| Konu: | Türkiye Cumhuriyeti Anayasasında Değişiklik Yapılmasına Dair Kanun Teklifi münasebetiyle |
| Yasama Yılı: | 2 |
| Birleşim: | 58 |
| Tarih: | 14.01.2017 |
AYCAN İRMEZ (Şırnak) - Sayın Başkan, değerli milletvekilleri; Genel Kurulu saygıyla selamlıyorum.
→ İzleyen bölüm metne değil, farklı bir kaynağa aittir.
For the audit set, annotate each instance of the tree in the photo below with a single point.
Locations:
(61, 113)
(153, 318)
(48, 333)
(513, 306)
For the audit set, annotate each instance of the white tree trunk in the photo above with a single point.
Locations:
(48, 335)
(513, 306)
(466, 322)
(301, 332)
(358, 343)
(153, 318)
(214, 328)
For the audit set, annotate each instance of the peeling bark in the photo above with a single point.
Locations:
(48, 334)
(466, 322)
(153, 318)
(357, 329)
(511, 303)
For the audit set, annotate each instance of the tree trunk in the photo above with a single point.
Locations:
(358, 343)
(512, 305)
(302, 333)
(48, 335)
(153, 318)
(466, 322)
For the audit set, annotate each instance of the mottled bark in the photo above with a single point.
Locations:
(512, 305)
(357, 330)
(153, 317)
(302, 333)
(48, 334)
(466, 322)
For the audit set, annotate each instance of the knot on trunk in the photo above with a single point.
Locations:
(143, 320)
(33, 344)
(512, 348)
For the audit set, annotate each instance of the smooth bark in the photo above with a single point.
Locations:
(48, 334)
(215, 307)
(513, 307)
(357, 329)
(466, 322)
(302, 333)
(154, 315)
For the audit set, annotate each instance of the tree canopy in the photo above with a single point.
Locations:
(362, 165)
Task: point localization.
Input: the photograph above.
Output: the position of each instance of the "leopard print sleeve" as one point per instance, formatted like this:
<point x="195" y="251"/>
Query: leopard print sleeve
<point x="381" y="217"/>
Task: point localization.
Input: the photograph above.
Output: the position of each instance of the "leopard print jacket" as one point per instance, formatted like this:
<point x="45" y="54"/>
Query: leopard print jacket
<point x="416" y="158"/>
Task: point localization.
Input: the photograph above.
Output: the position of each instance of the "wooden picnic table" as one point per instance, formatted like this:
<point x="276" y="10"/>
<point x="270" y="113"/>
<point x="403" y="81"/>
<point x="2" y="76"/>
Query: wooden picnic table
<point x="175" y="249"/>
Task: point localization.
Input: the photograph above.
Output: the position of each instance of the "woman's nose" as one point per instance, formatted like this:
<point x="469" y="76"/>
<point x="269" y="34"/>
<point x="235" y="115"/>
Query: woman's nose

Türkiye'de ve dünyanın herhangi bir ülkesinde anayasalar hukuki metinler olmakla birlikte siyasal metinler olarak kabul edilir. Anayasaların siyasal metinler olarak kabul edilmeleri bu metinler için esaslı bir sorunsalı ortaya çıkarır. Anayasalar, kanuni biçimin yanı sıra meşru olmak zorundadır. Siyasal olarak meşru olmayan bir anayasa değişiklik teklifinin toplumda hiçbir karşılığı olamaz. Önümüzdeki Anayasa değişiklik teklifi de diğer tüm metinler gibi siyasal bir metindir. Biçimsel açıdan oy sayısıyla referanduma gitse de ya da reddedilse de meşru bir metni bu anlamda tartışmadığımızı bilmenizi istiyoruz. Çünkü bu ülkenin 6 milyon oy almış üçüncü büyük partisinin eş başkanları ve milletvekilleri cezaevindedir. Bu ülkenin en fazla belediye yönetimini elinde bulunduran partisinin eş başkanı ve yüzlerce seçilmişi cezaevlerindedir. Söz konusu kişiler ceza hukuku açısından suçlu elbette ki değildir. Tek suçları AKP'yi 7 Haziran 2015 seçimlerinde patolojik bir vakaya dönüştürmek üzere yenilgiye uğratmış olmalarıdır. Temsiliyet açısından gayrimeşru olan bu değişiklik teklifi aynı zamanda seçmen bazlı bir meşruluk sorunu yaşamaktadır. 157 bin seçmeni olan ve 3 milletvekili çıkaran Hakkâri ilinin tüm temsilcileri şu anda cezaevindedir. Hakkâri halkının önümüzdeki Anayasa değişiklik teklifinde iradesi yansımamaktadır. Tabii ki bu durum sadece Hakkâri halkı için geçerli değildir, aynı zamanda Şırnak halkı için de geçerlidir. Çünkü Şırnak kenti aylardır süren ablukalarda haritadan silinmiştir. Haritadan silinmek istenen bir halka hangi Anayasa nasıl meşru gösterilebilir? Dünya tarihinde bunun bir örneği var mıdır? Bu kapsamda, evleri yıkılan, yerinden edilen Şırnak halkı için de bu Anayasa değişiklik teklifi AKP Hükûmetinin özel yıkım politikaları neticesinde artık geçerli ve meşru değildir. Yakılıp yıkılmış bir kente Anayasa uygulanmaz, bunu bilin ve anlayın.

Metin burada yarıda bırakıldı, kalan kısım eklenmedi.